In last week’s blog, we looked at what TTT is, and what issues it raises. Among the points discussed was that Teacher Talking Time (TTT) decreases STT (Student Talking Time), makes the lessons too prescriptive, and leads to a drop in concentration. Controlling TTT, then, is essential. But there are benefits to TTT, as we shall see.
When and why is TTT necessary?
For me, one of the major benefits of TTT is that it can improve your students listening skills. If you are teaching in a non-English speaking country then the learners’ only chance to hear improvised, natural language is likely to be through you.

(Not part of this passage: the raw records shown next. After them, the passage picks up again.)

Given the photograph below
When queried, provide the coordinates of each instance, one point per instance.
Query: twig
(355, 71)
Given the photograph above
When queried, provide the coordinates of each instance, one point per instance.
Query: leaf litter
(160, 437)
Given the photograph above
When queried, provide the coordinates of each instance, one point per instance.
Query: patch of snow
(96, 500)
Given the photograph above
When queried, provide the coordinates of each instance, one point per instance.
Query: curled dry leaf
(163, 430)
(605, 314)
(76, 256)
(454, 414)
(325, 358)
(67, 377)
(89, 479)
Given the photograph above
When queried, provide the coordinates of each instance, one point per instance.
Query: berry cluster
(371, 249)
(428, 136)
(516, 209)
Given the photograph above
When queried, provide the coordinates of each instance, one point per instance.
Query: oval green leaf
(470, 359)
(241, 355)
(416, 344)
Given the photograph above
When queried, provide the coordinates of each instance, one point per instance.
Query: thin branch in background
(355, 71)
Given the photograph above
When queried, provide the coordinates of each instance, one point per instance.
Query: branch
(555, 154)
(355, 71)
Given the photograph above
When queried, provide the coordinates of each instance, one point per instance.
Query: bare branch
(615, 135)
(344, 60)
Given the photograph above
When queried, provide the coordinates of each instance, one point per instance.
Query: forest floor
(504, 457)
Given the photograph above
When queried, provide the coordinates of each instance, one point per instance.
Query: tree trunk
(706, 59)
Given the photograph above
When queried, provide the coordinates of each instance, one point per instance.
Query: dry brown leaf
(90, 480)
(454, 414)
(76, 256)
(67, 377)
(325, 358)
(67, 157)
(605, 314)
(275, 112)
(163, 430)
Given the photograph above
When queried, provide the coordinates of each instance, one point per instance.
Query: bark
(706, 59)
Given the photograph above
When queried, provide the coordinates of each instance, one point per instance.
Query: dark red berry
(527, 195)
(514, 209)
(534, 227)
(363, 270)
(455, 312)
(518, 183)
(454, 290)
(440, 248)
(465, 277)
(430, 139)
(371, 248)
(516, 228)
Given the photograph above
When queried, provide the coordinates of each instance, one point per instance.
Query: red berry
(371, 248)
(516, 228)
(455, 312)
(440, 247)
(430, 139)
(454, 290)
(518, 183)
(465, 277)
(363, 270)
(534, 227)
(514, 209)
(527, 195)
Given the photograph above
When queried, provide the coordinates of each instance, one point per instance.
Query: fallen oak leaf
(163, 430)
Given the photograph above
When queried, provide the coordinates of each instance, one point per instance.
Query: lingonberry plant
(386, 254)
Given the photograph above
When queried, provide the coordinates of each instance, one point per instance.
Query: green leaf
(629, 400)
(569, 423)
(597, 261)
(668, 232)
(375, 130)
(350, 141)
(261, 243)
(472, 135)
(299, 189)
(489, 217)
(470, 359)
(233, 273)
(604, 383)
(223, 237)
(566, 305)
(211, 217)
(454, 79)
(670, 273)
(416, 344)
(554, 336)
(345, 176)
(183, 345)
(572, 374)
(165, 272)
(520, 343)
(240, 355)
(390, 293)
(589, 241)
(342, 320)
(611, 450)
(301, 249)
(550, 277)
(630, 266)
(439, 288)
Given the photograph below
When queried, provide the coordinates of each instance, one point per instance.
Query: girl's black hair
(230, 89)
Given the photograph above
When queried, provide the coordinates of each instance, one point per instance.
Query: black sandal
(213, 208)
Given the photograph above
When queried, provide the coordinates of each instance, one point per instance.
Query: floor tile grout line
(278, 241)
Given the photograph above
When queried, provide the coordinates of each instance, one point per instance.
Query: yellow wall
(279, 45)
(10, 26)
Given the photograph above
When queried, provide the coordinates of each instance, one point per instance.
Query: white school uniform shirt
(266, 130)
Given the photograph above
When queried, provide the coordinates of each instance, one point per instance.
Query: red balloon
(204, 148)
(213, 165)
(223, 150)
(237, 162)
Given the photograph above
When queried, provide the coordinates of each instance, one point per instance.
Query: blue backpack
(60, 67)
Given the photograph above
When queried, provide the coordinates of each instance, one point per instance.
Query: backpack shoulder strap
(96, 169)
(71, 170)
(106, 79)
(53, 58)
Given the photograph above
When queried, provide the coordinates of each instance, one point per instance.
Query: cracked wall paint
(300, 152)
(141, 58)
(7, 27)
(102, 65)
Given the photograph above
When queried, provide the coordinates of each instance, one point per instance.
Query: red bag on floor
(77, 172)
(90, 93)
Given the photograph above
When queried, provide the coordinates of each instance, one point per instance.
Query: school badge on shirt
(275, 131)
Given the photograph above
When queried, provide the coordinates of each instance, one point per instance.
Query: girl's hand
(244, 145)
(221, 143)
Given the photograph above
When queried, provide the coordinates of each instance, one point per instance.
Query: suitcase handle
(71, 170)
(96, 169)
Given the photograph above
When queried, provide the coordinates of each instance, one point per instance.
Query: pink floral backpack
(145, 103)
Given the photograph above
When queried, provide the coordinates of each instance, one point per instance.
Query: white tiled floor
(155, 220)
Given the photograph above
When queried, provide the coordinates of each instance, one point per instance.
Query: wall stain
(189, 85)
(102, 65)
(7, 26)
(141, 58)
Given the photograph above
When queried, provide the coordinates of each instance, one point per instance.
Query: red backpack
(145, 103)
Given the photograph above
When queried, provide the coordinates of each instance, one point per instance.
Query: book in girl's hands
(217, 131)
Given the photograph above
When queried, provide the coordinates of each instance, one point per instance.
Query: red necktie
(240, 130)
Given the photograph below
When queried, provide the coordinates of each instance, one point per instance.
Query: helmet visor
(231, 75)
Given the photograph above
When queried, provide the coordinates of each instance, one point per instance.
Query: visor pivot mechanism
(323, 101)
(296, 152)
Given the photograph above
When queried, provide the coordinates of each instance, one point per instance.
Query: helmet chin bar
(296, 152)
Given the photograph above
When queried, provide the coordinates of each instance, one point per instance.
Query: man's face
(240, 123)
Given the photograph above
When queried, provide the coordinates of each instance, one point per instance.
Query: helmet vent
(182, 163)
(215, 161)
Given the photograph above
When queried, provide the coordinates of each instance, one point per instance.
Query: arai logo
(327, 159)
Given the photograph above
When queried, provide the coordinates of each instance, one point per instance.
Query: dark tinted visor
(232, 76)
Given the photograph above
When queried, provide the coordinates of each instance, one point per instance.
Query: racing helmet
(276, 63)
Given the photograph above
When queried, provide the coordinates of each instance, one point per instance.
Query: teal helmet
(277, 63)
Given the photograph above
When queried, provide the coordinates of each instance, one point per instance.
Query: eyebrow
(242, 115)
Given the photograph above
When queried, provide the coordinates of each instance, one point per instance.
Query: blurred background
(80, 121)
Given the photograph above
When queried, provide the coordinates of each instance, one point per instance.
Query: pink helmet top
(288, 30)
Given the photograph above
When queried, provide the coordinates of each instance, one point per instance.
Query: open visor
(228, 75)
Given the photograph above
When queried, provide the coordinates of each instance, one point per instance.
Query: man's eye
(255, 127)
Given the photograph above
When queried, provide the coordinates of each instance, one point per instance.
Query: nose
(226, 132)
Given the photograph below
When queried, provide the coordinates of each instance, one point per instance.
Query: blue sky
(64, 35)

Audio study materials, English media and arts materials and other texts may be ways for them to practice listening, but the real, everyday and, frankly, most important type of listening has to come from a ‘live’ situation, such as the normal speech of an English teacher.
Patterns and intonation
Stress, toning, and intonation are things that can’t be learned from books (generally speaking). Teacher Talking Time has an effect on the way your students speak. It is often found that English students pick up the accent of their teacher (I recently met someone whose English teacher was from South Africa, which was self-evident in his speech patterns). Listening to the teacher helps students to learn correct sense stress and intonation, beyond the obvious effect on pronunciation.
Explaining new words
The teacher is there to teach. Sounds obvious, I know, but there is a limit to how much reducing TTT can achieve. If you always elicit definitions and examples from students, you will find that a lot of the lesson time can be eaten up by things that are not included in the goals for the day. Therefore, it is sometimes best for the teacher to explain quickly and clearly the meaning of a new word, particularly if it is a word that comes up during an activity.
These, then, are the major benefits of TTT. A lot more can be said about it by people more intelligent than me, but the key idea is to recognize when TTT is necessary, reduce the counter-productive type of TTT and always encourage students to speak.